На более позднем этапе специальные военные миссии, в т. ч. итальянская, также приняли меры по отбору и, при необходимости, «перевоспитанию» пленных с целью приписки их к соответствующей нации. Однако лишь ограниченная часть пленных попала в сферу действий этих миссий, не сумевших охватить огромные пространства России. Для значительного числа солдат переход на чью-либо сторону всё же стал неизбежным, даже для тех, кто привык естественно перемещаться между разными языками и культурами: понятно, что многие сделали это ради главного приоритета — выживания и возвращения домой.
2. Предложения царя
23 октября 1914 г. посол России в Риме А. Н. Крупенский отправился к премьер-министру Антонио Саландре, который в те дни, после смерти Антонино ди Сан-Джулиано, временно занимал пост министра иностранных дел, и представил ему предложение от имени царя. Россия заявляла, что готова освободить всех италоязычных австрийских военнопленных, захваченных в Галиции, если Италия возьмет на себя обязательство содержать их на время войны, чтобы они не могли снова вступить в ряды австро-венгерской армии. Саландра оставил за собой право проанализировать предложение, но сразу же пояснил, что, «оценивая благожелательные намерения Его Величества Царя», он все-таки не считал их приемлемыми, прежде всего «из-за выполнения обязанностей нейтралитета», но также и из-за невозможности исключить перспективу, что эти солдаты, доставленные в Италию и ставшие свободными людьми, репатриируются и снова присоединятся к армии Габсбургов[294]

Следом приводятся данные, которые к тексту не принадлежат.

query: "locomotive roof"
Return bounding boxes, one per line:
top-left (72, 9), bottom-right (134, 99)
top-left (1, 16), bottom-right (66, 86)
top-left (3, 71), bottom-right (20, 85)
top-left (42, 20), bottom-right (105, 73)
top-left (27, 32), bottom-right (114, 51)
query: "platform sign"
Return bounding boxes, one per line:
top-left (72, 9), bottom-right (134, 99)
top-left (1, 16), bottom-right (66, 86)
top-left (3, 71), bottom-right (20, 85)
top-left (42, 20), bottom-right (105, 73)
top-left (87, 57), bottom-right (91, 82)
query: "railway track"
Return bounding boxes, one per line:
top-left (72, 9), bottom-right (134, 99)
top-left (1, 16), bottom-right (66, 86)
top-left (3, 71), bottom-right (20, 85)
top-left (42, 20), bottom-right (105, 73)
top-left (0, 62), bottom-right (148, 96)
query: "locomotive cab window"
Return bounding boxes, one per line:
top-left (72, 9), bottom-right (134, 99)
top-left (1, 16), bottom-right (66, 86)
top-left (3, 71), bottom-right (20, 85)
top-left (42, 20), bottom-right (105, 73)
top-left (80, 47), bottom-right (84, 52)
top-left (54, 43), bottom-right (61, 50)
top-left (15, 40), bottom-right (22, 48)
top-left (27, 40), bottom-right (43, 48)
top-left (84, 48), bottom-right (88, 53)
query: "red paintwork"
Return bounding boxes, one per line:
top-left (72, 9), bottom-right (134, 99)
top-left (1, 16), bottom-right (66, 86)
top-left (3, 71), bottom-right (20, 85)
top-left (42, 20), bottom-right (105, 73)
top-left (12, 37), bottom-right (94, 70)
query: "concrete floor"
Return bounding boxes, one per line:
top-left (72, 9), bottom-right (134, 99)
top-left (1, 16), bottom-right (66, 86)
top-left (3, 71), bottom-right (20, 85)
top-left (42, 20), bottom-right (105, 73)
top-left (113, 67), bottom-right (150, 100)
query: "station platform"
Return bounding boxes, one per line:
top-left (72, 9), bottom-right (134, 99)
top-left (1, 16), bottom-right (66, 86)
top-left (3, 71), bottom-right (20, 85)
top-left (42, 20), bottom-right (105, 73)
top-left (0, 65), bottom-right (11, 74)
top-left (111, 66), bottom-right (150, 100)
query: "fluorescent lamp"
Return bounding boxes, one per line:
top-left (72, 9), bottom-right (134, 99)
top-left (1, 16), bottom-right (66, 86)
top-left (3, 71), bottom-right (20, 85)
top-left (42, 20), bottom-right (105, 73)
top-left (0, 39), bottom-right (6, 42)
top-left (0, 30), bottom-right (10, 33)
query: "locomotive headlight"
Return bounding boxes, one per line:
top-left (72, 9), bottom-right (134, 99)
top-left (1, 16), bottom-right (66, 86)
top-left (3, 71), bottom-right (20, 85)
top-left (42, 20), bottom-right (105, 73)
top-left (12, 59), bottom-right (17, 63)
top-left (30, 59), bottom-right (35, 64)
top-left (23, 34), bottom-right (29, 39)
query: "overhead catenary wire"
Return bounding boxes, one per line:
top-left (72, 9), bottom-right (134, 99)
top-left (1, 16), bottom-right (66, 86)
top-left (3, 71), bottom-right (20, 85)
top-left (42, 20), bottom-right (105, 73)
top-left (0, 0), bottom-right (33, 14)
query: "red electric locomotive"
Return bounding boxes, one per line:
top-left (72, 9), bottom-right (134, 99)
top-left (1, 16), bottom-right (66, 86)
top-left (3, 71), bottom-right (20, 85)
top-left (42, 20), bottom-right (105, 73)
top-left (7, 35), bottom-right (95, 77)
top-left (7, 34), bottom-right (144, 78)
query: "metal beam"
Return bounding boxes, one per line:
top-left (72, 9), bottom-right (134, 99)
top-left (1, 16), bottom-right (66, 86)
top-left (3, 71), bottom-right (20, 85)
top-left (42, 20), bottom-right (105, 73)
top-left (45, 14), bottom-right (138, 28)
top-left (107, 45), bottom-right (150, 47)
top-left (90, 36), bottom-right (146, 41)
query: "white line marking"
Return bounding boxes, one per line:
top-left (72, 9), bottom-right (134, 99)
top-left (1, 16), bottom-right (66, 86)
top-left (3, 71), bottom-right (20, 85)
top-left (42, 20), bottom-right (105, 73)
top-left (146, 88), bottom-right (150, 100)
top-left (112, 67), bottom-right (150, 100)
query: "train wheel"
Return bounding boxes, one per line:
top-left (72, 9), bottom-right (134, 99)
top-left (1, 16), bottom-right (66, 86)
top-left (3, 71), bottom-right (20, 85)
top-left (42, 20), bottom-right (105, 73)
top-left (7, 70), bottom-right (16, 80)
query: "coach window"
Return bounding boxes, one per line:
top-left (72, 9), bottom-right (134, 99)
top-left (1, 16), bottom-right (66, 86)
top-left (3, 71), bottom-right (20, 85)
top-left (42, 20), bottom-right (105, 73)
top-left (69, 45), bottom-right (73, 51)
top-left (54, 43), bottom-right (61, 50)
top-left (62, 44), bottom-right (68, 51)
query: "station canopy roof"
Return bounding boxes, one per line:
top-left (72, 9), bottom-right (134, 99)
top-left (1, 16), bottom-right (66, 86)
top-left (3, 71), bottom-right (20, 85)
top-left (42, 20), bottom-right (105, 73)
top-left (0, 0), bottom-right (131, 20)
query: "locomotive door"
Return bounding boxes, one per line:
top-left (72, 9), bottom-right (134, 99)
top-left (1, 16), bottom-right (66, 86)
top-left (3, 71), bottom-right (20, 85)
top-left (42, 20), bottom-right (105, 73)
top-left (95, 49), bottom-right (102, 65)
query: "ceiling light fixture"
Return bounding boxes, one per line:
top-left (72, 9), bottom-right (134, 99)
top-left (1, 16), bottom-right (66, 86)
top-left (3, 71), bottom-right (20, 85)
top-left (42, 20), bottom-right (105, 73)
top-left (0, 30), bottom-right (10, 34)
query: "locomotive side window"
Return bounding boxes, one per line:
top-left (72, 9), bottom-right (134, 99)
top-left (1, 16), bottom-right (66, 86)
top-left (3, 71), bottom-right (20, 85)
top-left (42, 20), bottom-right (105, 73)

.Однако российское посольство, не дожидаясь официального ответа и не проинформировав итальянское правительство, сообщило содержание своего предложения журналистам, и поэтому на следующий день газета «II Messaggero» — яростно интервентистская[295]
— открылась с заголовком на всю страницу, излагая постановку вопроса в заведомо искаженном виде и заставляя правительство сделать официальное заявление[296]. Для римской ежедневной газеты условия России заключались в обязательстве Италии не передавать пленных Австро-Венгрии, в то время как на самом деле русские требовали, чтобы их насильно держали на итальянской земле. Так интервентистская пресса и Россия попытались подтолкнуть правительство к принятию предложения, которое фактически вывело бы Италию из состояния нейтралитета. «Случай корыстной щедрости», — определил Саландра тот русский жест в своих мемуарах[297].Саландра был раздражен маневром российского посла[298]
, но он официально выразил благодарность за щедрость царя, хотя при этом по сути отклонил предложение, не дав реального официального ответа (Россия и не настаивала)[299]. Согласно Саландре российская инициатива была «уловкой, чтобы как можно сильнее прижать нас к стене и вынудить принять решение, которое в то время мы принимать не собирались»[300]. Русские, в самом деле, хотели привлечь Италию в союзники, предложив ей взамен формальное признание права Рима на италоязычное австрийское население и, следовательно, на территории, где они проживали. Это было подчеркнуто несколькими наблюдателями и самим послом России в интервью «Corriere della sera»[301]. Видный политик Витторио-Эмануэле Орландо с удовлетворением отметил, что величайшая славянская держава не сделала различий между Трентино, с одной стороны, и Триестом, Истрией и Далмацией, с другой, безоговорочно признавая их итальянский характер[302]. Это означало поддержку притязаний Италии на север Адриатического моря, даже вопреки конкурирующим славянским устремлениям.Российская инициатива вызвала ажиотаж в итальянских ирредентистских кругах. Вечером 24 октября около пятидесяти человек из Трентино с радостью отправились к российскому консульству в Милане, устроив демонстрацию с возгласами «Да здравствует Россия!». Местное отделение Ассоциации «Тренто и Триест» поспешило послать Саландре телеграмму с просьбой немедленно принять предложение царя[303]
. Чезаре Баттисти в речи в Риме 25 октября также превозносил жест царя[304], а в последующие дни мэр Мантуи и муниципальный совет Специи официально обратились к Саландре, заявив, что готовы принять «братьев ирредентистских земель, взятых в плен в России»[305]. Миланский «Circolo Trentino» («Трентинский клуб»), явно ссылаясь на традицию Рисорджименто в антиавстрийском ключе, написал благодарственное письмо городу «мучеников Бельфиоре»[306] за благородное предложение[307], в то время как совместная делегация Трентино, Триеста, Истрии, Фиуме[308] и далматинцев отправила послание с благодарностью российскому послу в Риме, к которому прибавилась мемориальная табличка, посвященная царю, от римской Ассоциации «Тренто и Триест»[309]. Внимание к италоязычным пленным в России на этом раннем этапе войны вспыхнуло в считанные дни — под пристальным наблюдением австрийских консульских властей. Затем это внимание ослабело, и вопрос официально остался нерешенным, поскольку итальянская сторона не дала формального ответа.